The ministry has invited firms to express interest in the contract, and is preparing to issue tender documents, according to sources in Kuwait.

The Communications Ministry has taken over as client of the metro project, which was previously planned to be developed as a public-private partnership (PPP) project under the supervision of the Partnerships Technical Bureau (PTB).  The team of the UK’s EY (formerly Ernst & Young), Ashurst and Atkins was advising the PTB on the development of the project, but their role has now ended.

MEED reported in early 2013 that the metro was one of four major projects the Communications Ministry had put on hold while it ordered a review on whether the schemes should be brought back under government ownership. The ministry is now preparing to tender the design and supervision role directly.
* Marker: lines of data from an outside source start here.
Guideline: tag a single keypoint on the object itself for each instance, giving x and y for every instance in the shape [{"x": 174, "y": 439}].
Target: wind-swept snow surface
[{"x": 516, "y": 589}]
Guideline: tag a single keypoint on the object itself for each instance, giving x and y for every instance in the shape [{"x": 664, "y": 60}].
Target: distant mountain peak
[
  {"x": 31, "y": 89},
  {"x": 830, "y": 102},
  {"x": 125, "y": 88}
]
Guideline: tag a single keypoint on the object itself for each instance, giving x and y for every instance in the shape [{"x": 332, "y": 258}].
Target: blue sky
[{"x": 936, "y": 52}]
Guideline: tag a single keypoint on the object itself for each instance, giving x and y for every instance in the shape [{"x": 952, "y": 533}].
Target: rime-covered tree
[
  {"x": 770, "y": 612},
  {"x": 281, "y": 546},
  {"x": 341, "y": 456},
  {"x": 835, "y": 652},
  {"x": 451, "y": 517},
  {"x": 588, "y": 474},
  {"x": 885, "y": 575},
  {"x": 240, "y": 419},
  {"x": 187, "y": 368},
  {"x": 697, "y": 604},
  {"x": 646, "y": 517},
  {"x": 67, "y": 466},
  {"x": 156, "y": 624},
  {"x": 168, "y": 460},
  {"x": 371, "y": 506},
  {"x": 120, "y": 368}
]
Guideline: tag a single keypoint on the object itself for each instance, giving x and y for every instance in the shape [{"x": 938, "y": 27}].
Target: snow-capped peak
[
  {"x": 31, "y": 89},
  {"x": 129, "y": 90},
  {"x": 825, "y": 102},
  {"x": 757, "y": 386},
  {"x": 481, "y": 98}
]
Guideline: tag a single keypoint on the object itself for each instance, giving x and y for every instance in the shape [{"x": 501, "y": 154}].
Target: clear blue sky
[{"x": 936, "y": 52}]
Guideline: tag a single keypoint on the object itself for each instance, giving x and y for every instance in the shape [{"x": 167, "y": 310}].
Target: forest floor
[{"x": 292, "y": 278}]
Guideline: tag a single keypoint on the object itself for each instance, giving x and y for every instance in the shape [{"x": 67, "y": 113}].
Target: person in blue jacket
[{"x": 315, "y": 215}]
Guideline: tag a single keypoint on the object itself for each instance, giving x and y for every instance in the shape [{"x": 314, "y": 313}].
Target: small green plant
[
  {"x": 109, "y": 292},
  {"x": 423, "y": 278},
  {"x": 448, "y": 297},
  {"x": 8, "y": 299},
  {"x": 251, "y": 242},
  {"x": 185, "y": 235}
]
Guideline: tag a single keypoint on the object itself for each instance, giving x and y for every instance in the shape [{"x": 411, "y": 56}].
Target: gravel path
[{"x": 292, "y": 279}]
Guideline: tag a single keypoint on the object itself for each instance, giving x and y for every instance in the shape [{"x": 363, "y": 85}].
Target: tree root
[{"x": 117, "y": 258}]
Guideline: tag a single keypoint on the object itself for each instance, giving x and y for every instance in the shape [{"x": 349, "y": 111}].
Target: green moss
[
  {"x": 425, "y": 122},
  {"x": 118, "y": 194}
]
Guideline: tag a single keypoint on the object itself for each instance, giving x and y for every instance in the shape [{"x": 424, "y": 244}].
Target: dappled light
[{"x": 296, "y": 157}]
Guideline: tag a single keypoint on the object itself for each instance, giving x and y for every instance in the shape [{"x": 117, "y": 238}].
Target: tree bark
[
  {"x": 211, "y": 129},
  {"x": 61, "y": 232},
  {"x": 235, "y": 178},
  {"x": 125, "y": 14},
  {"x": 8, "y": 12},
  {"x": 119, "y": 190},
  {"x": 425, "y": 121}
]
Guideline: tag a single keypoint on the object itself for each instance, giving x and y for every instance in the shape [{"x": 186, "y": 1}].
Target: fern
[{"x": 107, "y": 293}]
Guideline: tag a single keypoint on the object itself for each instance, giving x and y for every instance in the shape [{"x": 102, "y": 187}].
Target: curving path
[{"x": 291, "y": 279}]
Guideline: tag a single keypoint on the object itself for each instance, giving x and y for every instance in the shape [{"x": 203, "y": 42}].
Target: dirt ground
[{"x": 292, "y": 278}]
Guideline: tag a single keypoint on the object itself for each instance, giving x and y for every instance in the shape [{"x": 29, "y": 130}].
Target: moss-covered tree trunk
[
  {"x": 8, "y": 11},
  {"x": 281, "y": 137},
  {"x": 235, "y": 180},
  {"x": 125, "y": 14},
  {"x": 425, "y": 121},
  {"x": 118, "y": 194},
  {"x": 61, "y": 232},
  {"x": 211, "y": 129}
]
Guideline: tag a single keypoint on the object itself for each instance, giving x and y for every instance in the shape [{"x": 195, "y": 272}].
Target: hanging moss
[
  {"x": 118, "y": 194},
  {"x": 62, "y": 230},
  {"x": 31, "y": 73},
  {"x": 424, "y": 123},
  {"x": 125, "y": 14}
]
The PTB had received more than 60 expressions of interest (EoI) for the rolling stock package in June 2012, the first package it was planning to tender on the first phase of the metro. The proposed 50-60 kilometre first phase was planned to link Salmiya to the airport and contain 29 stations. The PTB had planned to develop the first phase of the project through five PPP contracts.

The PTB was aiming to develop the metro in five phases up to 2035, with the total length of the rail link reaching 170km when completed.

The metro was one of the flagship projects planned in Kuwait’s 2010-14 National Development Plan. It is hoped the rail scheme can make swifter progress under the ministry’s auspices than under the PTB. After two decades of underperformance, Kuwait’s projects sector has been boosted by the progress of a couple of long-awaited key development projects in recent months.

The signing of the final project agreements for the country’s first independent water and power project (IWPP), Al-Zour North, in December was followed by the February  award of three deals worth a combined $12bn for the long-delayed Clean Fuels Project (CFP) that will upgrade the country’s refineries.